Saturday, 9 April 2011

Salad to sandwich:


From Salad to sandwich:
Try your favorite salad as a sandwich, or the other way around. These classics are great no matter how you slice or toss them.




Here myself going to show you how to prepare three dishes of salad and sandwich. Lets Find out.

1.    1.   Greek salad with chickpeas
This recipe serves four and takes about ten minutes to prepare.

Ingredients:
Small red onions, thinly sliced ½, Fresh lemon juice:2 tbsp, Extra-virgin olive oil:2 tbsp, coarse salt and ground pepper to taste, medium cucumber , peeled and cut into ½ inch pieces:1, Grape tomatoes, halved:1 cup, crumbled feta:1/2 cup, chickpeas, rinsed and drained:430 gm, pitted lives, roughly chopped:1/2 cup, lightly packed fresh parsley leaves:1/2 cup
Method: In a large bowl, combine onion, lemon juice and oil; season with salt and pepper. Toss well to combine and let sit for love minutes.
Add cucumber, tomatoes, feta, chickpeas, lives and parsley; season with salt and pepper and toss to combine. Divide among four bowls and serve immediately.

2.    2. Greek salad sandwich:
This recipe serves four.

Method:
In a food processor, pulse one cup of canned chickpeas, rinsed and drained, one tablespoon fresh lemon juice, one tablespoon extra-virgin live oil and ¼ cup fresh parsley leaves until finely chopped.
In a small bowl, stir together ½ small red onion, thinly sliced, one tablespoon lemon juice and season with coarse salt and Ground pepper.
In another small bowl, mash 85 grams crumbled feta with one tablespoon oil.
Spread chickpea mixture on four slices of bread. Top with ½ medium cucumber, thinly sliced, one tomato, thinly sliced and onion mixture; season with salt and pepper. Spread feta mixture on four more bread slices and place on top of sandwiches.

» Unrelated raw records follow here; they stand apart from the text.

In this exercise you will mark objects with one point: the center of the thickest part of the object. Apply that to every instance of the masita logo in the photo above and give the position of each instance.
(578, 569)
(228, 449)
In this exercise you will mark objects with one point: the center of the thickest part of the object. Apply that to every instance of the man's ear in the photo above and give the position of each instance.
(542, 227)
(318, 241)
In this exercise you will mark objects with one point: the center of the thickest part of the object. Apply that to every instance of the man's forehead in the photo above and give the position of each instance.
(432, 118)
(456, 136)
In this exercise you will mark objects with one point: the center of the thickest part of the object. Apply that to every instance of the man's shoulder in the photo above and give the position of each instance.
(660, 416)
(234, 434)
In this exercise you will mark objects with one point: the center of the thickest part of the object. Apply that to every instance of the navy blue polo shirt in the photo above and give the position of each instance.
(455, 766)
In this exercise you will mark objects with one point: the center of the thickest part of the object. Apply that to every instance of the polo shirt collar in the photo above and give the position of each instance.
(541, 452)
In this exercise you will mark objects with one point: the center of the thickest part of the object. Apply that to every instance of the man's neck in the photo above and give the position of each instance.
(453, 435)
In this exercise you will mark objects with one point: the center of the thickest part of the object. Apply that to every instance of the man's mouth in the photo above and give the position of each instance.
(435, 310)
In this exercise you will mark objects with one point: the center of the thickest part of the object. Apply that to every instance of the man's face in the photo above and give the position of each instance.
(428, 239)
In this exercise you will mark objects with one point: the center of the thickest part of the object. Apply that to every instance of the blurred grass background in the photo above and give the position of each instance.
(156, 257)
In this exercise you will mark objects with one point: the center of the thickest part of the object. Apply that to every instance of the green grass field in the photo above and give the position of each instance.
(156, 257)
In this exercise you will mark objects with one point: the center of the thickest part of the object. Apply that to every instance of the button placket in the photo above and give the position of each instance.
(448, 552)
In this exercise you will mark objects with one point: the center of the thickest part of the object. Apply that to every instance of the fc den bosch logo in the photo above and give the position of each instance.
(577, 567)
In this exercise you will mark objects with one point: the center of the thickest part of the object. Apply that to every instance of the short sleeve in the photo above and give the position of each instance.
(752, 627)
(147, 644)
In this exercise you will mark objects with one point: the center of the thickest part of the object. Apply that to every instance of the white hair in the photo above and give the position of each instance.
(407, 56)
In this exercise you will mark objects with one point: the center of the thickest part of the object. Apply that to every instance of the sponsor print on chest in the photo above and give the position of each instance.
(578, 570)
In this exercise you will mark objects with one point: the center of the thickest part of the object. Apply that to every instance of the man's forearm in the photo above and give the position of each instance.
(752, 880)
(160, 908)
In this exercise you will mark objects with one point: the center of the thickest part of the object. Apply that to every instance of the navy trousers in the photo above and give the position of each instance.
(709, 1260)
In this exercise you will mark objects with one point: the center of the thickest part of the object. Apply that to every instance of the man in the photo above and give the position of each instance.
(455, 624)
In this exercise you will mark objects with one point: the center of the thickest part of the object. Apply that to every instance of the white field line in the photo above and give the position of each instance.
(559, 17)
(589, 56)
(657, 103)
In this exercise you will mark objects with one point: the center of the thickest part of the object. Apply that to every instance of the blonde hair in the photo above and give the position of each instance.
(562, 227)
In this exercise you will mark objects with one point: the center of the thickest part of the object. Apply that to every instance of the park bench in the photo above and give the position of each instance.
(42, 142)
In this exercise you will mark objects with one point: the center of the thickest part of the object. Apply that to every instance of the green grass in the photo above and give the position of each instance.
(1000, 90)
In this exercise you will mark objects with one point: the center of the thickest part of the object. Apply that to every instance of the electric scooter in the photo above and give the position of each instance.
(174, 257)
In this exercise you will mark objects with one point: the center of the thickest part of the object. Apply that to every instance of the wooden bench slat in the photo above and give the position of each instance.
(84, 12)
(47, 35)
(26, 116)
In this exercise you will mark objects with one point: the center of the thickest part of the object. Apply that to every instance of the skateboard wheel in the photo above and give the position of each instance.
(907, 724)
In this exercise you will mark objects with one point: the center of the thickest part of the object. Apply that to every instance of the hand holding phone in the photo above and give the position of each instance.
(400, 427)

3.      3. Asian chicken salad:
This recipe serves four and takes 15 minutes to prepare.

Ingredients:
Fresh lime juice: ¼ cup, soy sauce: 2 tbsp, jalapeno, minced:1, vegetable oil: 2 tbsp, sugar:1/2 tsp, sugar:1/2 tsp, shredded red cabbage:4 cups, shredded carrots:1 cup, fresh cilantro leaves:1 cup, fresh mint leaves:1 cup, shredded cooked chicken:2 cups.
Method:




In a large bowl, whisk together lime juice, soy sauce, jalapeno, oil and sugar until combined. Add cabbage, carrots, cilantro, mint and chicken and toss well to combine. Serve immediately.